AUSTRALIA | The hospitality workforce has rallied behind calls for a four-day work week proposed by the Australian Council of Trade Unions.
The Australian Restaurant and Cafe Association have supported calls for a shorter work week, including a four-day model, under a proposal that unions will take to next week’s Economic Reform Roundtable.
The Australian Council of Trade Unions will argue that workers deserve to benefit from productivity gains and technological advances, and that reducing working hours is key to lifting living standards.
Unions will propose that Australia move towards a four-day work week where appropriate, and use sector-specific alternatives where it is not. Pay and conditions, including penalty rates, overtime and minimum staffing levels, would be protected to ensure a reduced work week doesn’t result in a loss of pay.
Sector-specific models for reducing working hours include adding more rostered days off, increasing annual leave, and redesigning rosters to provide increased predictability, security and work-life balance.
According to a peer-reviewed study, a four-day work week boosts performance, reduces burnout and improves employee health and retention. The study examined 2,896 employees across 141 organisations in Australia, New Zealand, Ireland, Canada, the United Kingdom and the United States.
Trials in Australia and overseas have shown that well-planned four-day week implementations with workers involved in the design of new workflows can deliver productivity benefits. One 2023 study conducted at Swinburne University of ten Australian companies trialling the four-day work week resulted in productivity being higher at seventy percent of the firms, and the same as pre-trial levels in the remaining thirty per cent.
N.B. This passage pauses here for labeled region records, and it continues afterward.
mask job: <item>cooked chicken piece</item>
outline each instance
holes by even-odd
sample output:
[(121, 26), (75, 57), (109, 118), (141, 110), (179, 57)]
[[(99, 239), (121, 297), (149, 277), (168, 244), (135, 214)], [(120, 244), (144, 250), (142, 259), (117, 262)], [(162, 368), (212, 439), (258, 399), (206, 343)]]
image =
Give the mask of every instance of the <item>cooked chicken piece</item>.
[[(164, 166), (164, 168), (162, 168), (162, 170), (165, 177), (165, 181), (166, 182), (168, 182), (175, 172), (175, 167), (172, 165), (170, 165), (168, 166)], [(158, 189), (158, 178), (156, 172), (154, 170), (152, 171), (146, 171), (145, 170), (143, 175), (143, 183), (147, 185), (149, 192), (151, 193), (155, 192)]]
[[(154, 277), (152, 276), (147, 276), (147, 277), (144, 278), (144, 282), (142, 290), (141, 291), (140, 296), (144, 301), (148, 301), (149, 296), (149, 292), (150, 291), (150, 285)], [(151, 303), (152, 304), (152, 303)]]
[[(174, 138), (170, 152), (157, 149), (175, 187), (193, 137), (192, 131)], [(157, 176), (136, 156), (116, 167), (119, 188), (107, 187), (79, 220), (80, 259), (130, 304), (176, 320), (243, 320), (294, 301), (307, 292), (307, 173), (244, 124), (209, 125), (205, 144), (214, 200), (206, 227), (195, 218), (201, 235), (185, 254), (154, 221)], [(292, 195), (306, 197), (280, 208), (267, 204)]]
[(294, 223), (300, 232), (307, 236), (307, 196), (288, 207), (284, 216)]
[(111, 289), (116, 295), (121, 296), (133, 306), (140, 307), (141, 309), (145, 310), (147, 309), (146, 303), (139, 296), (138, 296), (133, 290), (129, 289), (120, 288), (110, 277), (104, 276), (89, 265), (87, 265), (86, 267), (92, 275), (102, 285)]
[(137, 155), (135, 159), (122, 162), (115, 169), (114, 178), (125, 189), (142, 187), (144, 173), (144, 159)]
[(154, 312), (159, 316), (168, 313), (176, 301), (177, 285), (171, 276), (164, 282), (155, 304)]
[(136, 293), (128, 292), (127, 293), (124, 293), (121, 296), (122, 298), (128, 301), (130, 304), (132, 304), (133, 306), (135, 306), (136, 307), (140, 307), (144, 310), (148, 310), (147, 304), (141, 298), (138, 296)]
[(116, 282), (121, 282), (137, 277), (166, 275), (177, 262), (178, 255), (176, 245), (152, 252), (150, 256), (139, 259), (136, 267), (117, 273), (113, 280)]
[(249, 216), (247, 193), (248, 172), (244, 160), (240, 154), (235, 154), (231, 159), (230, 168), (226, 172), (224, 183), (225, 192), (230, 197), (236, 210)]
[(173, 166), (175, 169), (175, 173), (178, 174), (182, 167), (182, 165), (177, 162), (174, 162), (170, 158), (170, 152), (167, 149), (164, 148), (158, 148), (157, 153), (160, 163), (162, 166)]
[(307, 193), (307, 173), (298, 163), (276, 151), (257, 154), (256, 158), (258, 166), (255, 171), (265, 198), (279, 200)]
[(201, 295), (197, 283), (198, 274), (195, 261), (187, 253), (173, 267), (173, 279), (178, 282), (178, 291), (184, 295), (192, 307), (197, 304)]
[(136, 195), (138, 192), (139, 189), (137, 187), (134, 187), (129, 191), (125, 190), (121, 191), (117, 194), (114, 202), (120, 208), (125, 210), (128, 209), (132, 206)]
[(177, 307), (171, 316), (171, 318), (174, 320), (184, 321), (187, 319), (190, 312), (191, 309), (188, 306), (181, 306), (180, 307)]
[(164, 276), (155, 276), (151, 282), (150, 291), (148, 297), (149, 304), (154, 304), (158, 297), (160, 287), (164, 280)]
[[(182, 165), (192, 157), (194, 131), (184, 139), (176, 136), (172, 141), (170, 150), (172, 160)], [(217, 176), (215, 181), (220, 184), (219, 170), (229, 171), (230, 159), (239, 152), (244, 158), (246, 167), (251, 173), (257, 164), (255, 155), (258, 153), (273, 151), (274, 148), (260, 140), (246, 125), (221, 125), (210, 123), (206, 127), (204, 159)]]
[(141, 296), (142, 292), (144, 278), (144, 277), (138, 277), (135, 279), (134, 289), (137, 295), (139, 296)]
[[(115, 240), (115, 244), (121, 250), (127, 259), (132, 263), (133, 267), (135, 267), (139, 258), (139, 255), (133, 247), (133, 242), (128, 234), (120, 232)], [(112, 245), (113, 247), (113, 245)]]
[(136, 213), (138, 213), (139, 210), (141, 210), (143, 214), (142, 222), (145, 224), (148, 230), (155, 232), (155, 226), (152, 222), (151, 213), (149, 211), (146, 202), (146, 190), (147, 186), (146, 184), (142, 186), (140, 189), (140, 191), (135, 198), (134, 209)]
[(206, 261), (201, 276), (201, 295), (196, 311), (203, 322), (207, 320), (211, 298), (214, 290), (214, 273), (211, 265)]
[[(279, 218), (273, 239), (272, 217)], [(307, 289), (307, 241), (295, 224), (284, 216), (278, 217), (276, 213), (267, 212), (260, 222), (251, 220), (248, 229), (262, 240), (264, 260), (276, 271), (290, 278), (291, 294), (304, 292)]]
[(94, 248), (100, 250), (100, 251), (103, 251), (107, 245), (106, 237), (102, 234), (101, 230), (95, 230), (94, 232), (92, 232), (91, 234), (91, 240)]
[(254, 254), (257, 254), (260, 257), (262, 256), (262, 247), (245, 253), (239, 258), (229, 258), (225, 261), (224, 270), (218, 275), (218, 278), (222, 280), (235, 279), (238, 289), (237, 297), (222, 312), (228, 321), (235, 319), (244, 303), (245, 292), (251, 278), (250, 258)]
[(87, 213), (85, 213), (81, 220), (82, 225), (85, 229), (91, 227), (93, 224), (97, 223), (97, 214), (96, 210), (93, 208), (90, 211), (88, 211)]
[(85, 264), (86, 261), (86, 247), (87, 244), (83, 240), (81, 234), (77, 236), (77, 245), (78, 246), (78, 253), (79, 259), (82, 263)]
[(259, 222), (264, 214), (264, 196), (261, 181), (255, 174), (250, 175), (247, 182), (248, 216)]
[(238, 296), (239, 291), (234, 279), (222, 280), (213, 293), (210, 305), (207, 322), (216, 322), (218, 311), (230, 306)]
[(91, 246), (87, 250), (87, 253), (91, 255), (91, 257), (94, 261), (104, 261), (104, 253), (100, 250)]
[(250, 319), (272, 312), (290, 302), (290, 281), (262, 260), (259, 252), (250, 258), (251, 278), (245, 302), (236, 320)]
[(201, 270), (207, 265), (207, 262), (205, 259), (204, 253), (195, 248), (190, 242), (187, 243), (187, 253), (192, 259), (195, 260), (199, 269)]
Unions argue that Australia’s slow productivity growth is the result of a lack of investment by businesses in capital, research and people.
Analysis by Dr Jim Stanford from the Centre for Future Work in his recent paper ‘Productivity in the Real World’ also shows the scale of the gap between productivity growth and wage growth. If real wages had grown at the same rate as productivity since 2000, average wages would be around 18 per cent higher, or about AUD 350 per week, than they are today.
According to the Productivity Commission’s research paper ‘Productivity before and after COVID-19’, Australians have been working record-long hours, which has contributed to the productivity slowdown. The report notes that those additional hours have not been matched by business investment that would allow people to work more efficiently.
“Shorter working hours are good for both workers and employers. They deliver improved productivity and allow working people to live happier, healthier and more balanced lives,” said ACTU President, Michele O’Neil.
“Unions want all Australians to benefit from higher productivity, not just those with money and power. Productivity growth does not automatically translate to higher living standards. If that were the case over the past twenty-five years, the average worker today would be around AUD 350 a week better off.
O’Neil said that for workers in some sectors, shorter working hours can be delivered through moving to a four-day work week. For other people, this could be achieved through other ways, such as more time off or fairer rosters.
“A fair go in the age of AI should be about lifting everyone’s living standards instead of just boosting corporate profits and executive bonuses.”